Annotation: If it is {, n}, it is equivalent to {0, n}; if it is {m,} It is equivalent to {m, positive infinity}; if it is {n }, repeat the previous CHARACTER n times. Another super error is written as {m, n}. It looks pretty good, but note that spaces cannot be added to regular expressions at will, otherwise it will change the original meaning.

Finally, *, +, and? Both can be replaced by {m, n. {0,} is the same as *; {1,} is the same as +; {0, 1} is the same? Is the same. However, we encourage everyone to remember and use *, +, and ?, Because these characters are shorter and easier to read.

Note: Another reason is that the matching engine has * +? After optimization, the efficiency is higher.

(This article is complete)

Next article: Explanation of Python3 Regular Expressions (2)

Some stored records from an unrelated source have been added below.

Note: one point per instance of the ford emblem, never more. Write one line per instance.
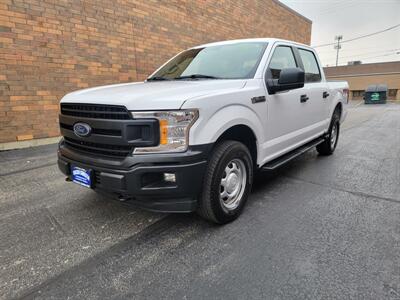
(82, 129)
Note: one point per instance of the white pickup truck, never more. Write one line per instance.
(192, 135)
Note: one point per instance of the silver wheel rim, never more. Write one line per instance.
(233, 184)
(334, 135)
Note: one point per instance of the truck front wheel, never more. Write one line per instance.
(227, 182)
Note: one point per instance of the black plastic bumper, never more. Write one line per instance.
(139, 179)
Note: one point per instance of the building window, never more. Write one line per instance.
(358, 94)
(392, 94)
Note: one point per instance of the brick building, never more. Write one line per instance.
(361, 76)
(49, 48)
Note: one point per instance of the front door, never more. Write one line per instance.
(289, 112)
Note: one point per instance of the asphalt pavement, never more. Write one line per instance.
(317, 228)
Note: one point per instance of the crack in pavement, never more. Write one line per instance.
(343, 190)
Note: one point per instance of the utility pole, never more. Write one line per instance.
(338, 38)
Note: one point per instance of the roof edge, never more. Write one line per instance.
(292, 10)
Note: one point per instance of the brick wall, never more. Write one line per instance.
(51, 47)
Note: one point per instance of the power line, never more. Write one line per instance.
(367, 53)
(360, 37)
(377, 56)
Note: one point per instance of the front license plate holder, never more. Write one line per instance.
(81, 176)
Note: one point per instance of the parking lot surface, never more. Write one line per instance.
(319, 227)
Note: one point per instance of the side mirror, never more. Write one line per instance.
(289, 79)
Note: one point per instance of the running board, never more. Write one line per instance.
(277, 162)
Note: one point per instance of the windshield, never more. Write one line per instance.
(232, 61)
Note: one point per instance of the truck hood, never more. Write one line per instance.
(157, 95)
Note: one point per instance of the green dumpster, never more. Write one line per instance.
(376, 94)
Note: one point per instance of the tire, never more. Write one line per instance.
(329, 145)
(227, 182)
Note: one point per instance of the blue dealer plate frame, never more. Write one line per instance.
(81, 176)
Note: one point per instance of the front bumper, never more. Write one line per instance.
(139, 180)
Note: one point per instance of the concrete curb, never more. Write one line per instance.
(28, 144)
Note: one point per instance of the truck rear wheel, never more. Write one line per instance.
(329, 145)
(227, 182)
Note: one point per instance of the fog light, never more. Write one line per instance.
(169, 177)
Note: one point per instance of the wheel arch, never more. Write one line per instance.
(244, 134)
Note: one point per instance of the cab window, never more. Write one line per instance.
(311, 69)
(282, 58)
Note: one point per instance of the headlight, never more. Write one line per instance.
(174, 129)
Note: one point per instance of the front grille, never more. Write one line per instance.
(95, 111)
(98, 148)
(111, 132)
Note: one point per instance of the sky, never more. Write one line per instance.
(351, 19)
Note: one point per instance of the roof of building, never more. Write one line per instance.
(363, 69)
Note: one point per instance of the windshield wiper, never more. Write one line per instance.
(196, 76)
(157, 78)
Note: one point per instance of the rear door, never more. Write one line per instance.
(316, 89)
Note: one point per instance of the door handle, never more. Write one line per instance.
(303, 98)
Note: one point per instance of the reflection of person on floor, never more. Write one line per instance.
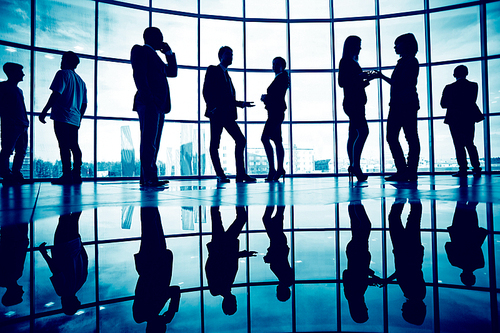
(464, 249)
(277, 252)
(358, 275)
(69, 262)
(223, 254)
(13, 247)
(408, 258)
(154, 264)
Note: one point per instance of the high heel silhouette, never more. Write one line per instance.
(356, 171)
(279, 174)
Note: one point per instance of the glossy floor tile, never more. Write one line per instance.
(307, 255)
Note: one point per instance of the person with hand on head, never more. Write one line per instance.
(68, 102)
(220, 97)
(14, 127)
(152, 100)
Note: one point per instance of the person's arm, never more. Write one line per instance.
(50, 103)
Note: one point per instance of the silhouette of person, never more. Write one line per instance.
(152, 100)
(404, 105)
(13, 247)
(354, 81)
(459, 98)
(220, 97)
(154, 264)
(408, 258)
(68, 102)
(277, 252)
(464, 249)
(14, 128)
(69, 262)
(358, 275)
(275, 104)
(223, 254)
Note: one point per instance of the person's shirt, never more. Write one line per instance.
(73, 91)
(354, 86)
(12, 107)
(404, 85)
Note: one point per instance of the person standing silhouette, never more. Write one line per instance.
(354, 81)
(275, 104)
(152, 100)
(14, 125)
(404, 105)
(220, 97)
(68, 102)
(459, 98)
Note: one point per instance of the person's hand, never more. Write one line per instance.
(41, 117)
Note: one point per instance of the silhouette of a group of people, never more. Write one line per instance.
(68, 103)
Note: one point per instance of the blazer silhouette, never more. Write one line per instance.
(275, 98)
(219, 94)
(459, 98)
(150, 76)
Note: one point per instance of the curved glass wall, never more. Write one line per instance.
(309, 35)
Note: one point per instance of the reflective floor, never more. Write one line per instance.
(307, 255)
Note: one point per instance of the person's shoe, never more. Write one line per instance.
(245, 179)
(63, 180)
(397, 177)
(223, 179)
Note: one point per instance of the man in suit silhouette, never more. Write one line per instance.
(459, 98)
(220, 97)
(152, 100)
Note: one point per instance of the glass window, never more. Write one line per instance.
(66, 25)
(265, 41)
(218, 33)
(266, 9)
(181, 33)
(391, 28)
(119, 29)
(311, 96)
(493, 27)
(15, 19)
(398, 6)
(222, 7)
(364, 30)
(310, 45)
(446, 26)
(312, 148)
(181, 5)
(309, 9)
(353, 8)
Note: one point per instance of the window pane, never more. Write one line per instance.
(493, 27)
(312, 146)
(218, 33)
(447, 25)
(119, 29)
(309, 9)
(353, 8)
(443, 75)
(181, 5)
(66, 25)
(15, 21)
(310, 45)
(181, 33)
(265, 41)
(115, 90)
(222, 7)
(311, 96)
(266, 9)
(391, 28)
(398, 6)
(364, 30)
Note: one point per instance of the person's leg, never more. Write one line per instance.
(216, 128)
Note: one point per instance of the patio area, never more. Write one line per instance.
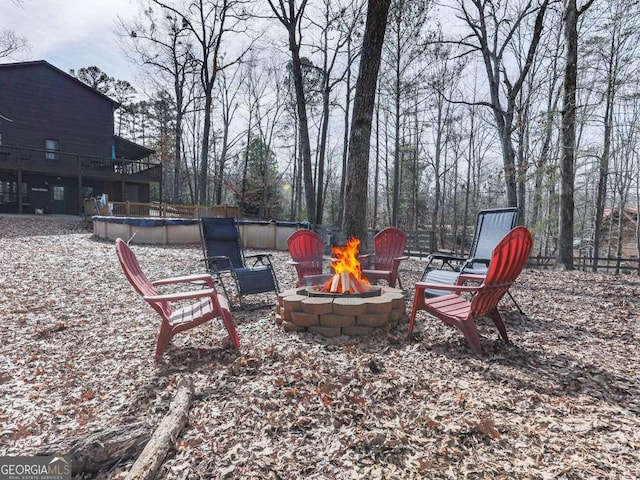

If you like this article, please use the "Comments" below to encourage me. ^_^

Related Article

Contact Us

The content source of this page is from Internet, which doesn't represent Alibaba Cloud's opinion; products and services mentioned on that page don't have any relationship with Alibaba Cloud. If the content of the page makes you feel confusing, please write us an email, we will handle the problem within 5 days after receiving your email.

If you find any instances of plagiarism from the community, please send an email to: info-contact@alibabacloud.com and provide relevant evidence. A staff member will contact you within 5 working days.

A Free Trial That Lets You Build Big!

Start building with 50+ products and up to 12 months usage for Elastic Compute Service

  • Sales Support

    1 on 1 presale consultation

  • After-Sales Support

    24/7 Technical Support 6 Free Tickets per Quarter Faster Response

  • Alibaba Cloud offers highly flexible support services tailored to meet your exact needs.